Kurtlan noted that the retention rate for BAGLY’s programs is 85-90%, which is remarkable for any youth programming in which attendance is completely optional. He said, 

“That’s what happens when you lead with mutual respect. You lift up who they already are. And I think that's an area where BAGLY excels. We are not trying to tell young people how to be, what to think, what to do. We are here to tell them that we care about them. We want them to be happy and healthy, and we want to hear about all they want to do, and in any ways that we can support them.”


BAGLY’s youth leadership and advocacy program is a year-long training that creates the foundation and teaches the basics of leadership. For those who are interested, the completion of the program could lead to paid opportunities to go out to the community and speak publicly, meet with legislators, or advocate on behalf of proposed policies. 

“We send speakers to schools, boardrooms, other organizations, the State House—it really runs the gamut, though the topics have changed. In the early ‘80s, BAGLY was one of the only trusted sources for information about the HIV and AIDS epidemic. Thankfully, that's one of the areas we've seen enormous progress. So today, we're talking more about the encroachment on our civil liberties, attempts to ban books in Massachusetts, attempts of school committees to ban Pride flags, attempts to stifle the creativity and self-expression of young people regardless of their identity or orientation.
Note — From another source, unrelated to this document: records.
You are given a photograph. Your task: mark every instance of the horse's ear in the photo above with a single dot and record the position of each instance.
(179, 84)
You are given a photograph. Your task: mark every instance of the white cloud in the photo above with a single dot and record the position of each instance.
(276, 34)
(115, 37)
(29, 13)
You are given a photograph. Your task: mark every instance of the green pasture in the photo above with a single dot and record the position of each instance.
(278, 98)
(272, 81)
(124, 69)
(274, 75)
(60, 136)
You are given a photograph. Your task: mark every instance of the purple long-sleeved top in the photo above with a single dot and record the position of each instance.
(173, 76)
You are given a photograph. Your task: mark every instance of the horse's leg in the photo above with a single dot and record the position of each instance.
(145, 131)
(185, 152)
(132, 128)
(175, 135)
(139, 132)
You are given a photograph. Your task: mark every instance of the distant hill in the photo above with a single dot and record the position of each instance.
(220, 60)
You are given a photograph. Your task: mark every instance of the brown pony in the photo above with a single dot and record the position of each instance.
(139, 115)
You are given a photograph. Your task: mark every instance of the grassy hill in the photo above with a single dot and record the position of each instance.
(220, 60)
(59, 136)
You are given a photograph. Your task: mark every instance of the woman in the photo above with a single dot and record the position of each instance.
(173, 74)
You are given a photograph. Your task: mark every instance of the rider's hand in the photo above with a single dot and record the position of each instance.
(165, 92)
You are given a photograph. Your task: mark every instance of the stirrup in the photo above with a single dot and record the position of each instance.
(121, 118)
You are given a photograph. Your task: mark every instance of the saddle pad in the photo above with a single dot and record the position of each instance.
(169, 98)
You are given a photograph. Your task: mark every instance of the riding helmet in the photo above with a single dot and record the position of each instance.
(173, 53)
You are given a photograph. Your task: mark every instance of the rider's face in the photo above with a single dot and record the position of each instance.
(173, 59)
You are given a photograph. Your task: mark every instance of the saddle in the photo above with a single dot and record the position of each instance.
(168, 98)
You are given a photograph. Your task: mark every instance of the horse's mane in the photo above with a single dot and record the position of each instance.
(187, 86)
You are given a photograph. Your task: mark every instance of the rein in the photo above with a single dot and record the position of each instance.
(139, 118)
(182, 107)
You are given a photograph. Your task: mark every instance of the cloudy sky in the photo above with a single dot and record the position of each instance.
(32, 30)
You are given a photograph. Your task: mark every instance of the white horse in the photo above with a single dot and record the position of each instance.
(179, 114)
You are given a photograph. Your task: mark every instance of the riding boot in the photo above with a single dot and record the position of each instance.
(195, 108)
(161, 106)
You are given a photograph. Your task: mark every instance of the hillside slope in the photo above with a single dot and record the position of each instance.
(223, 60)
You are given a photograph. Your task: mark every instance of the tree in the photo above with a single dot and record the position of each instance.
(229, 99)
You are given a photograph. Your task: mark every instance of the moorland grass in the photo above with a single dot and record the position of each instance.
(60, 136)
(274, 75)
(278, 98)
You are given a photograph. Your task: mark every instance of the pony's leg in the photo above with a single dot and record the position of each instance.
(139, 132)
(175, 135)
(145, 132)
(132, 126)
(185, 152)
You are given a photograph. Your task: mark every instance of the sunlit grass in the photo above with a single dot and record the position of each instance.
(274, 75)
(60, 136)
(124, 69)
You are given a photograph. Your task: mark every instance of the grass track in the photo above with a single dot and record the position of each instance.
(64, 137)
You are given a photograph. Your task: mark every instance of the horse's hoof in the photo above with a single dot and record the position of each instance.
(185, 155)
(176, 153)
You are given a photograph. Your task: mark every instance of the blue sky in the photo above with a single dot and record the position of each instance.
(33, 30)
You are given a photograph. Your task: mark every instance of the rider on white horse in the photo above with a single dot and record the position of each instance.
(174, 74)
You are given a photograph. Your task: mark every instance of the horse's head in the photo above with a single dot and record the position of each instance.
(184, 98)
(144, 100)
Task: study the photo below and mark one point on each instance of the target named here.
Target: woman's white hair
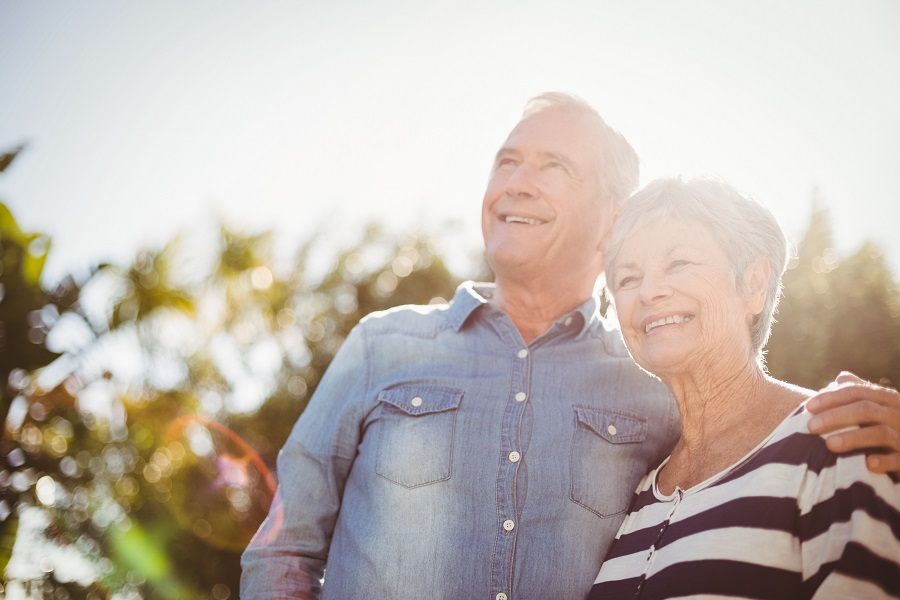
(618, 166)
(744, 228)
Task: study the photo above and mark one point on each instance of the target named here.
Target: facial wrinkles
(704, 287)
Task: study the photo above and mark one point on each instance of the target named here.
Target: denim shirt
(442, 457)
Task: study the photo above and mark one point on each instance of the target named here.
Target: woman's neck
(725, 413)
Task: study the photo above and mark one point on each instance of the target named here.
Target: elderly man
(487, 448)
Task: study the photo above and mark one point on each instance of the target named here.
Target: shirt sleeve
(286, 557)
(850, 531)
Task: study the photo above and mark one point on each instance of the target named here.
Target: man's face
(542, 211)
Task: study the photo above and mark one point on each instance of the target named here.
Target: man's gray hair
(744, 228)
(617, 161)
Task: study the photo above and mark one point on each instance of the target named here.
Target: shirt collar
(470, 296)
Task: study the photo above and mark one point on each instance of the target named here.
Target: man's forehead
(557, 129)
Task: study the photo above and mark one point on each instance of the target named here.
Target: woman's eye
(625, 282)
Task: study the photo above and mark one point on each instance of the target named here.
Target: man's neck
(534, 309)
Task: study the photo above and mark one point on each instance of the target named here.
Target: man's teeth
(670, 320)
(526, 220)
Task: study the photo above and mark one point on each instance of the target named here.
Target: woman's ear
(756, 284)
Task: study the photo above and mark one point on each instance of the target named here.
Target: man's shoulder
(422, 320)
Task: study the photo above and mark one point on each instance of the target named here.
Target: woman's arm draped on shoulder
(286, 557)
(849, 530)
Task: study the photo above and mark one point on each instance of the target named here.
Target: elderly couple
(490, 448)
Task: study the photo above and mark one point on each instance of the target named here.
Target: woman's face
(676, 298)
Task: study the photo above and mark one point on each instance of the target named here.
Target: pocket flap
(614, 426)
(418, 400)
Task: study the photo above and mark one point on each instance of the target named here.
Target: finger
(861, 413)
(848, 377)
(846, 393)
(884, 463)
(877, 436)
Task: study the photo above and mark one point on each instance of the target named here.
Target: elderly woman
(749, 504)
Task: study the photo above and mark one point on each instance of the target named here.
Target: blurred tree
(149, 444)
(836, 313)
(27, 312)
(144, 443)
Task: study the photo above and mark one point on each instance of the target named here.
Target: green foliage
(150, 444)
(836, 314)
(163, 485)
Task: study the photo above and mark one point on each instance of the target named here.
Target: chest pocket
(607, 459)
(415, 434)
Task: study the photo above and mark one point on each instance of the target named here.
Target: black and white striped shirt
(789, 520)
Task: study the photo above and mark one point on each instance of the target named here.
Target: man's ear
(610, 215)
(756, 284)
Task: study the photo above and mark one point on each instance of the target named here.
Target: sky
(147, 119)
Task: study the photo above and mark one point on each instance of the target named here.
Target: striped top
(789, 520)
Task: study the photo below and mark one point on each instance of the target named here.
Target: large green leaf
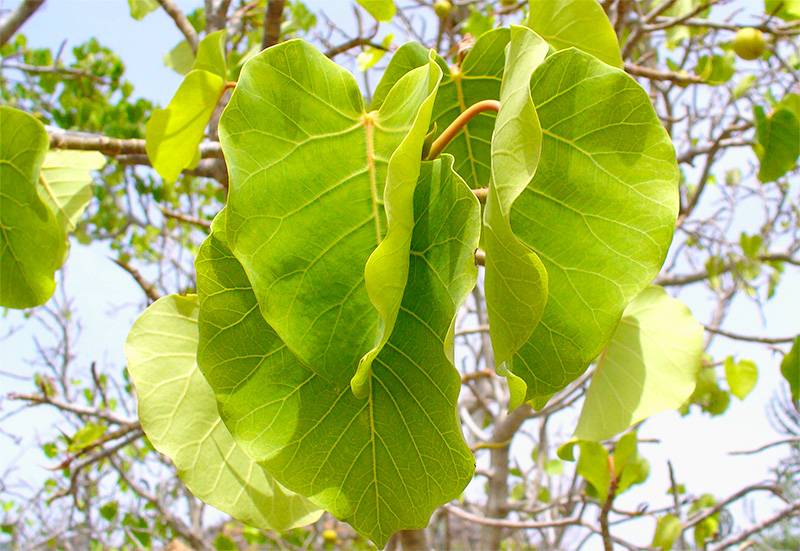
(382, 463)
(174, 134)
(178, 413)
(31, 243)
(478, 78)
(778, 142)
(308, 166)
(516, 280)
(599, 212)
(382, 10)
(66, 179)
(580, 24)
(650, 366)
(790, 368)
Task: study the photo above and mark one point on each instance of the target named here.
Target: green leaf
(599, 212)
(580, 24)
(211, 55)
(478, 23)
(86, 436)
(174, 134)
(109, 510)
(779, 140)
(140, 8)
(650, 366)
(516, 280)
(180, 58)
(66, 183)
(741, 376)
(31, 243)
(323, 162)
(718, 69)
(382, 463)
(382, 10)
(668, 530)
(178, 413)
(790, 368)
(629, 466)
(478, 78)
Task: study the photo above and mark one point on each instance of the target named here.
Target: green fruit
(749, 43)
(442, 8)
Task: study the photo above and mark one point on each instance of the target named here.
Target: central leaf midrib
(369, 124)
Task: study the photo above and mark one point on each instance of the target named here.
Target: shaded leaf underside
(382, 463)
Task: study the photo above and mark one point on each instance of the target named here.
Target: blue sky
(108, 300)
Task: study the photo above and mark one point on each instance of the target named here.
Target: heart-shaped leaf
(478, 78)
(650, 366)
(307, 205)
(178, 413)
(580, 24)
(599, 212)
(516, 280)
(31, 241)
(382, 463)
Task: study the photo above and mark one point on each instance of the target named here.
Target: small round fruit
(442, 8)
(749, 43)
(329, 536)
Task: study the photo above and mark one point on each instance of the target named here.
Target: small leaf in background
(790, 368)
(109, 510)
(778, 142)
(211, 55)
(180, 58)
(650, 366)
(717, 69)
(372, 55)
(629, 466)
(66, 183)
(382, 10)
(741, 376)
(178, 413)
(668, 530)
(174, 134)
(580, 24)
(86, 436)
(140, 8)
(31, 242)
(743, 86)
(478, 23)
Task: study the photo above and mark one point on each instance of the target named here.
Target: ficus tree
(388, 283)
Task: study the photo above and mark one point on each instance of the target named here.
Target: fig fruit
(749, 43)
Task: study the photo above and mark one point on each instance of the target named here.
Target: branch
(766, 523)
(653, 74)
(181, 22)
(17, 18)
(39, 399)
(62, 139)
(148, 289)
(747, 338)
(500, 523)
(273, 17)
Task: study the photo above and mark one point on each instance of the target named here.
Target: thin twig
(273, 17)
(181, 22)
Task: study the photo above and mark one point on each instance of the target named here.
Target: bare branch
(17, 18)
(146, 286)
(273, 17)
(181, 22)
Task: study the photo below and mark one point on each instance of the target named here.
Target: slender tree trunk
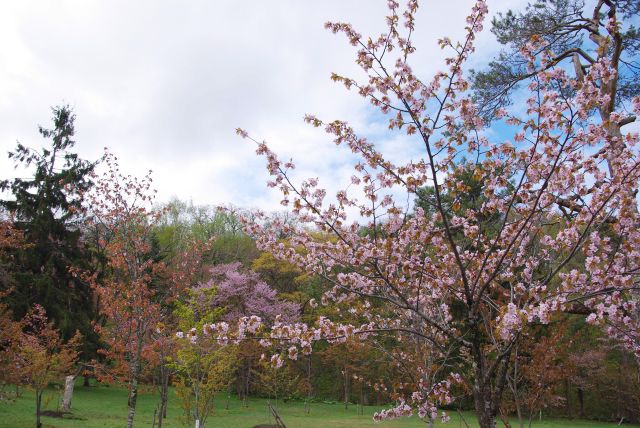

Because, yes, while we might be fighting for ourselves and our own community, we realize that we're all in this together.” –Kurtlan Massarsky

Some youth who participated in BAGLY programs have gone on to dedicate their careers to fighting for equality, like Daunasia Yancey who in 2014 founded the Boston Black Lives Matter chapter and now works in Boston City Hall as Deputy Director for the Mayor’s Office of LGBTQ+ Advancement, and her colleague Candace Nguyen, who is a Community Relations Specialist.